A Gust of Wind“, 2012, is a video by Ian Deleón. The footage of the World Trade Center in construction plays consecutively as the Talking Heads’ song “Listening Wind,” also plays, karaoke style, with the words overlaying atop the footage. Whether or not the original video was propaganda, meant to indoctrinate the viewer with notions of the promise of a strong America, is arguable. Nonetheless, Deleón skillfully brings new meaning to the video footage and the song. It’s derisively fun and the Talking Heads never grow old.

Ian Deléon, A Gust of Wind, 2012

Connie Jang‘s “SS13,” 2013, captures an unaware subject and makes her a complicit participant. Ironically referencing NYC street fashion stories, such as “On the Street with Bill Cunningham”, or The Sartorialist’s blog, such observational photography begs the question from viewers, “Where’d you get that?”, or “How’d you get that look?”.  It also is referential to US Magazine’s “Stars Are Just Like Us.” Jang’s “Hand-Phone” images were recently featured on Lint-roller’s portfolio section and can be seen on her Tumblr.

Connie Jang, SS2013, 2013

Antonia Basler‘s image is of a car’s broken headlight, which has been repaired with tape. The flashing rainbow frame takes this seemingly unappealing object and makes it desirable. Basler’s image speaks to the proliferation images which exhibit commodities on display. Once they are given the spotlight on the Internet, in public domain, do people assume there is inherent value attached to these objects? The stamp of a nice aesthetic or a catchy title sells, even if what exists inside the frame is of little value. The same goes for self-advertising on social media sites–do people attach meaning out of attractively advertised images of people? Basler’s humor is reflected in this animation. She continues to make work with cheap objects. Her “Dollar Store Series”, 2011-2012, is another example of her skill at isolating futile objects in a garish, yet still palatable manner.

Peter Scott is the curator and director of Carriage Trade. In addition to curating, Scott also makes work. This piece, “Here Comes Your Neighborhood,” 2013, was part of his solo exhibition, “Picturing the City,” at Rectangle Gallery in Brussels, in Fall of 2013. This image depicts people on the High Line in Manhattan.

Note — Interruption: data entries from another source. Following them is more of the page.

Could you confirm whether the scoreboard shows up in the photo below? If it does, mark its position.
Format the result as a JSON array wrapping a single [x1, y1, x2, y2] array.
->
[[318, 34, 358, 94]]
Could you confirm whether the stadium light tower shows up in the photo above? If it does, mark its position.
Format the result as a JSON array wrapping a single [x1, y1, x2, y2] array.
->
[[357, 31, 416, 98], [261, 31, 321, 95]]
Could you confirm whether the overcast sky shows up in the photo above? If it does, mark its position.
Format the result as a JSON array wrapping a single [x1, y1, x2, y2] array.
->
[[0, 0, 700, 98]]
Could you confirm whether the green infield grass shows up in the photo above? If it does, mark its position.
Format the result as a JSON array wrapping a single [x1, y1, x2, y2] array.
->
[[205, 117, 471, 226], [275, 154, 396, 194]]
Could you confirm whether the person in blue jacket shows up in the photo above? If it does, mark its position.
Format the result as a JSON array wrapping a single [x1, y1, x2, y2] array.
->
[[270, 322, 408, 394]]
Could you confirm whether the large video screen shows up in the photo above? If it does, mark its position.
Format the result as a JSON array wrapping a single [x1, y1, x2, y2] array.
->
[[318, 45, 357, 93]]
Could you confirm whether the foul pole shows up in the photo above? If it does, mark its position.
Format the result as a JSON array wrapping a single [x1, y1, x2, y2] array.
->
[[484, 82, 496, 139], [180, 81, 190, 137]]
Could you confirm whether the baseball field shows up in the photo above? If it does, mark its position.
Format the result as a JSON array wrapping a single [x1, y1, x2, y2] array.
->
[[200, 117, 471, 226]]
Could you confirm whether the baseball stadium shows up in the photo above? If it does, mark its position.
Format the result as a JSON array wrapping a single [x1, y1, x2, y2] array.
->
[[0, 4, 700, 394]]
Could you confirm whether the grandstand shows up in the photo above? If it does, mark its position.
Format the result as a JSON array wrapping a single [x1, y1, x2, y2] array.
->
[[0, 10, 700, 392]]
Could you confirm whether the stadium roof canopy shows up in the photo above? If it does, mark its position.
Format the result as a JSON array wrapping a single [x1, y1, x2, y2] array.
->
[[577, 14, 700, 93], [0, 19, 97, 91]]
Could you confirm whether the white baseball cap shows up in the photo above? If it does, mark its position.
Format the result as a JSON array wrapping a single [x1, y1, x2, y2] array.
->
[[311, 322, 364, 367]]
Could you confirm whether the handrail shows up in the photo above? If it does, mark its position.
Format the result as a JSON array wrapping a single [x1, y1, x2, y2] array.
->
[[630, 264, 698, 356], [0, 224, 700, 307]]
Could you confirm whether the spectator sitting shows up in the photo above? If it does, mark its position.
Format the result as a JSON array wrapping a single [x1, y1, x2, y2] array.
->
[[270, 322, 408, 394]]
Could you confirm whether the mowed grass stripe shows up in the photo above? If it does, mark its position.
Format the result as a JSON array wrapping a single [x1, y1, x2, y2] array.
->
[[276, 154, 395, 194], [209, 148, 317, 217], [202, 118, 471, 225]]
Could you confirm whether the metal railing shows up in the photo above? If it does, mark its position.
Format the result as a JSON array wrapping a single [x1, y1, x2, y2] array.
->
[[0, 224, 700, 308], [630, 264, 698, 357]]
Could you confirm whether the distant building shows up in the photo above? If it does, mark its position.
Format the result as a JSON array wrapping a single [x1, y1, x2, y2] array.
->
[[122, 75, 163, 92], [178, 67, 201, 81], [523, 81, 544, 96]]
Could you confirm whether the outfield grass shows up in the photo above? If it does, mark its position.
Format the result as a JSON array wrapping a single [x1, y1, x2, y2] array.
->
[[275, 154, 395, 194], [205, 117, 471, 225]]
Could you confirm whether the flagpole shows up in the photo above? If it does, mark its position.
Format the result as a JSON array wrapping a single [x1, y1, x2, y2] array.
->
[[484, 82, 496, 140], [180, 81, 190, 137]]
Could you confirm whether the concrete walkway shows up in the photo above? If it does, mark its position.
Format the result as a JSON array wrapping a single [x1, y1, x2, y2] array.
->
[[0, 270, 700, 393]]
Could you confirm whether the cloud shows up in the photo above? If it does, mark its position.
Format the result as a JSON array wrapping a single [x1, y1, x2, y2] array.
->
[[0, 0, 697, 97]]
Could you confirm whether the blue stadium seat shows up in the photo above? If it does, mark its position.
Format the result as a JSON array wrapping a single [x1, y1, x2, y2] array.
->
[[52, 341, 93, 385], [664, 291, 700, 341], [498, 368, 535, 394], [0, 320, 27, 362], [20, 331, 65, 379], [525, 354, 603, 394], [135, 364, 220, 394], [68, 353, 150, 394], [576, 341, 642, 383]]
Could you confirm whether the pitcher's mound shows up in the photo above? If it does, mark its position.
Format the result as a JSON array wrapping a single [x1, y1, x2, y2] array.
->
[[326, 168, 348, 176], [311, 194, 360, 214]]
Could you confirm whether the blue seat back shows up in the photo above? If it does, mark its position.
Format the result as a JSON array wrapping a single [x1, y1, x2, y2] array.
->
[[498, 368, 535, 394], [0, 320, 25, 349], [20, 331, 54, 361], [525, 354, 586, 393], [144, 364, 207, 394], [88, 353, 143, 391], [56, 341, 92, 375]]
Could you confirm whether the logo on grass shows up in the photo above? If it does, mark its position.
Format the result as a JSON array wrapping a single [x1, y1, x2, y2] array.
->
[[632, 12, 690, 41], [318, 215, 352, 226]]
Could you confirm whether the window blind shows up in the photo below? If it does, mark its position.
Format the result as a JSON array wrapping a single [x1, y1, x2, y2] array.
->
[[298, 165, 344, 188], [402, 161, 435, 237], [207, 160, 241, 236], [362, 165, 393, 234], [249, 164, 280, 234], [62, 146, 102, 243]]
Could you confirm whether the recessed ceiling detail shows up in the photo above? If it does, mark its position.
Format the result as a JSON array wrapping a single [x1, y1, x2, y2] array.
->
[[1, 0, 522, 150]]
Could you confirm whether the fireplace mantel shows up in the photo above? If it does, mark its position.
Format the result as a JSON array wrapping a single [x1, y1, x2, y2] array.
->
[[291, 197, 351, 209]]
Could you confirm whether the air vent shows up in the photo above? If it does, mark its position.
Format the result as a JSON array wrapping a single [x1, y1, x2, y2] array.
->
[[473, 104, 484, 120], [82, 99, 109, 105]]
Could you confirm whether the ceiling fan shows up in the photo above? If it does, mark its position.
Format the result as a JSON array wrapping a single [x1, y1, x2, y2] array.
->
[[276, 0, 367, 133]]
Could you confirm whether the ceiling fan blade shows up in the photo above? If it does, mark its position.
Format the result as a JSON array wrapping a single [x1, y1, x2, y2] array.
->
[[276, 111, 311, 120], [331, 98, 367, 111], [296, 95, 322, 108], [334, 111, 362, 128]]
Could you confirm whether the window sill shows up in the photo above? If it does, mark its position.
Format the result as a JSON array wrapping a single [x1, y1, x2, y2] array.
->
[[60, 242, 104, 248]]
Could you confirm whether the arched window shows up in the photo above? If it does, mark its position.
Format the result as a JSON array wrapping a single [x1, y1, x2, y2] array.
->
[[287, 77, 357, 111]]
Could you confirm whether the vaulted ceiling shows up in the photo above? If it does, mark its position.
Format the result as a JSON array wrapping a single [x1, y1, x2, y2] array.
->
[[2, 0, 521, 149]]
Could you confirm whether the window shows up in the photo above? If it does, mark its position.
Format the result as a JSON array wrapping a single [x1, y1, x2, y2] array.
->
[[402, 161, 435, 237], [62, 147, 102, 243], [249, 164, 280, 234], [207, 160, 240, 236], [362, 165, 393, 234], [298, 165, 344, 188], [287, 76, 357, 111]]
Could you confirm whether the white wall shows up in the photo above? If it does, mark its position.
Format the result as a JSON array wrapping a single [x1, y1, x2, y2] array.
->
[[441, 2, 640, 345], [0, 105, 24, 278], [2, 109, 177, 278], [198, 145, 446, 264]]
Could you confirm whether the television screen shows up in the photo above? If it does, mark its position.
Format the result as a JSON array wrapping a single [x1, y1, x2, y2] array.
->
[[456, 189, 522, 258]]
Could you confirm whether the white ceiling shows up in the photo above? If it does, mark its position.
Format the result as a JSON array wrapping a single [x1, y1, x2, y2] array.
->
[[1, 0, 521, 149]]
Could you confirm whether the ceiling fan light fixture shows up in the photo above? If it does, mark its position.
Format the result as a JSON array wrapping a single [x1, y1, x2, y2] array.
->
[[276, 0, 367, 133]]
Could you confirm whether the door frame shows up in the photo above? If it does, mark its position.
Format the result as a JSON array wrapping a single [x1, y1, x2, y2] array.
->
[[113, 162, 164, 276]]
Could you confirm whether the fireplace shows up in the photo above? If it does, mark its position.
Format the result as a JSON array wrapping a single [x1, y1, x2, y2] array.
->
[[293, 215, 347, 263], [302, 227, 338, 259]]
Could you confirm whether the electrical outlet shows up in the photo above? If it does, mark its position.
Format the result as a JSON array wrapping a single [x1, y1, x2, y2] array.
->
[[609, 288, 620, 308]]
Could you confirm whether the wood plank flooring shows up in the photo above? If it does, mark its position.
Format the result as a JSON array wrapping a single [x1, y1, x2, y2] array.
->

Collectively the photographs from this series focus on the luxury developments, and their advertisements, displayed in the gentrifying neighborhoods of New York City. “…The staging areas of the High Line reconstitute a quite “walk in the park” into a more consumer oriented experience of high-end design and public display (Rectangle Gallery Press Release, 2013).” Seeing the billboard image nestled in between buildings, in a country far from America, is a disconcerting reality of global gentrification.